GM and United Auto Workers negotiators haven’t been able to come to terms on a new contract, with pay and benefits for younger “in-progression” workers and part-timers a major issue, and the current deal with the union expires at midnight Saturday.
The UAW represents more than 150,000 hourly workers at GM, Ford and Fiat Chrysler, and union workers at all three automakers have voted overwhelmingly to approve a strike if a deal can’t be reached. It would be GM’s first work stoppage in a dozen years.
The union is first negotiating only with GM, trying to renew the four-year deal that was reached at the final hour in 2015.
Those negotiations are complicated by GM’s decision last year to shut down plants in Ohio, Michigan and Maryland and by continuing pressure on GM to keep its labor costs in line with foreign-based automakers like Toyota and Nissan. The fact that eight UAW leaders have been convicted of taking illegal payments from Fiat Chrysler further complicates the negotiations.
The labor dispute comes at an inopportune time for the Bowling Green Corvette plant, where GM officials announced in April plans to add a second shift and some 400 hourly workers to its current workforce of about 900.
That announcement and the positive buzz about the mid-engine “C8” Corvette had created some optimism at the local plant, but the leader of UAW Local 2164 that represents the Corvette plant’s workers isn’t surprised that contract negotiations have stalled.

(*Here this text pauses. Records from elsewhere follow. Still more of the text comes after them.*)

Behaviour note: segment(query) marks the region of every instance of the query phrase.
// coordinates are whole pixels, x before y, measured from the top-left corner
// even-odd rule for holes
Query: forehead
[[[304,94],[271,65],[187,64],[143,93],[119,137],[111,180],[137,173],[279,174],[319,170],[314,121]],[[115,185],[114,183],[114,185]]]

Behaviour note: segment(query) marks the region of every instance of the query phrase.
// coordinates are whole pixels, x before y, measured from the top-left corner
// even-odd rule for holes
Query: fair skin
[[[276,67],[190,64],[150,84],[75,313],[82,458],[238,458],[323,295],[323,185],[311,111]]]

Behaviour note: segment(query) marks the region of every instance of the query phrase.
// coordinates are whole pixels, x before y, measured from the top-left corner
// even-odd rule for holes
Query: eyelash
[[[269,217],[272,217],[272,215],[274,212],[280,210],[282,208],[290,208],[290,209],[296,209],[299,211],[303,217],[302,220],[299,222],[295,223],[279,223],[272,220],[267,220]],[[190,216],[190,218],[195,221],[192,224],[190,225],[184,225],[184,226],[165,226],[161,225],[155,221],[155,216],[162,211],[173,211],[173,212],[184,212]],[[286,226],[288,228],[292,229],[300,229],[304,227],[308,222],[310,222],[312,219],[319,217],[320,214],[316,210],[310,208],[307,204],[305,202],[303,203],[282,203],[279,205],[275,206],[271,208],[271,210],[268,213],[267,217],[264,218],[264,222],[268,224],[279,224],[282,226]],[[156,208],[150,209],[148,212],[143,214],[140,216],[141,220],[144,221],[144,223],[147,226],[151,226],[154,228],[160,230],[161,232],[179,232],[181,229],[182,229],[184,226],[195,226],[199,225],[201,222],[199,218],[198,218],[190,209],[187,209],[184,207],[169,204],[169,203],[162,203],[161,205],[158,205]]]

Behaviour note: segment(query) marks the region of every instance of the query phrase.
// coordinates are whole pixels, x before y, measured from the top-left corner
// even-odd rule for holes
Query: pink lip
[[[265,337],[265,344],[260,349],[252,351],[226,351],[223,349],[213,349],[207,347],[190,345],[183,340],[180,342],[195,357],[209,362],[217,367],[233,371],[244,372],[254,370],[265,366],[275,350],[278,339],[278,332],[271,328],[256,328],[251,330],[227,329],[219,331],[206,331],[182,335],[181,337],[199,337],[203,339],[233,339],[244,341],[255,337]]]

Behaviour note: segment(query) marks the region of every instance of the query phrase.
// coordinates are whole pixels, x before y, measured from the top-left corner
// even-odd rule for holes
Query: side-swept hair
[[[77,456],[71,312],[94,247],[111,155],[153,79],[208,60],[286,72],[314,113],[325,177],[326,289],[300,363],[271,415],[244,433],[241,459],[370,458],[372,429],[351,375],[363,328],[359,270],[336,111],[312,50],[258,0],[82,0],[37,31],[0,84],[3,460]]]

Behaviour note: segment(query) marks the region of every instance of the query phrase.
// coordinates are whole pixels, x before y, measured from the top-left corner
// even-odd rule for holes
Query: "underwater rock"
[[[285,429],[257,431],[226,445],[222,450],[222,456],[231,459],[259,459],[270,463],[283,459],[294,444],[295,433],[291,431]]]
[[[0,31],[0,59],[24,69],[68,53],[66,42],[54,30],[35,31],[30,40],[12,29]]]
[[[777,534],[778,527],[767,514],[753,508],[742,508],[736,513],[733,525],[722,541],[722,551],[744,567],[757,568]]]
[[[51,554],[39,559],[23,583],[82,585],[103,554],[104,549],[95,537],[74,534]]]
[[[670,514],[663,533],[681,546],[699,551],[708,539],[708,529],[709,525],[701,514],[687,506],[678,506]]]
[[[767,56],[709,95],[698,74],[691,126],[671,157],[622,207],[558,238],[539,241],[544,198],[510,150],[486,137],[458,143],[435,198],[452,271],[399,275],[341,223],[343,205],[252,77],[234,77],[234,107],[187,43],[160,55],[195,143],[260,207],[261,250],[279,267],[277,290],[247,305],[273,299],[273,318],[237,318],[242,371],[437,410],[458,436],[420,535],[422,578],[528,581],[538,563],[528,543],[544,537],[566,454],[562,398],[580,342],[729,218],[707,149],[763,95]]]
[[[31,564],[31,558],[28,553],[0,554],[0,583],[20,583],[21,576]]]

“I anticipated it,” said Jack Bowers, Local 2164 president. “I saw this coming.”
Bowers said the plant closings and what he sees as flaws in the 2015 contract have made it difficult for UAW leaders to reach a new agreement with GM.
That 2015 contract included bonuses and other perks for veteran workers, who make between $28 and $38 per hour, but it did little to help younger workers and part-timers. Bowers estimates that those “in-progression” employees make about $8 per hour less than established workers.
The union is also asking that GM commit to a cost-of-living allowance that would help offset inflation.
“We’re not trying to break the bank,” Bowers said, “but we would like for everybody to have a decent job.”
Bowers, who said he was flying to Detroit this weekend to observe the progress of the contract talks, hopes a strike can be averted.
“Nobody wants to strike,” he said. “That’s never good. It would affect not only our workers but our suppliers and stuff.”
Bowers said the union provides a strike pay of $250 per week, which would be a big cut for workers and a big reduction in what they would be able to spend at local retail shops and restaurants.
Like the union, GM hopes to avoid a work stoppage, Corvette Assembly Plant Communications Manager Rachel Bagshaw said.
“GM’s goal is to continue having constructive discussions with the UAW on reaching an agreement that builds a strong future for our employees and our business,” Bagshaw said in an email.
Despite the uncertainty and the looming deadline to reach an agreement, Bowers said: “We’re still ramping up. Nothing is on hold. It’s business as usual until they decide something. I hope they can work it out.”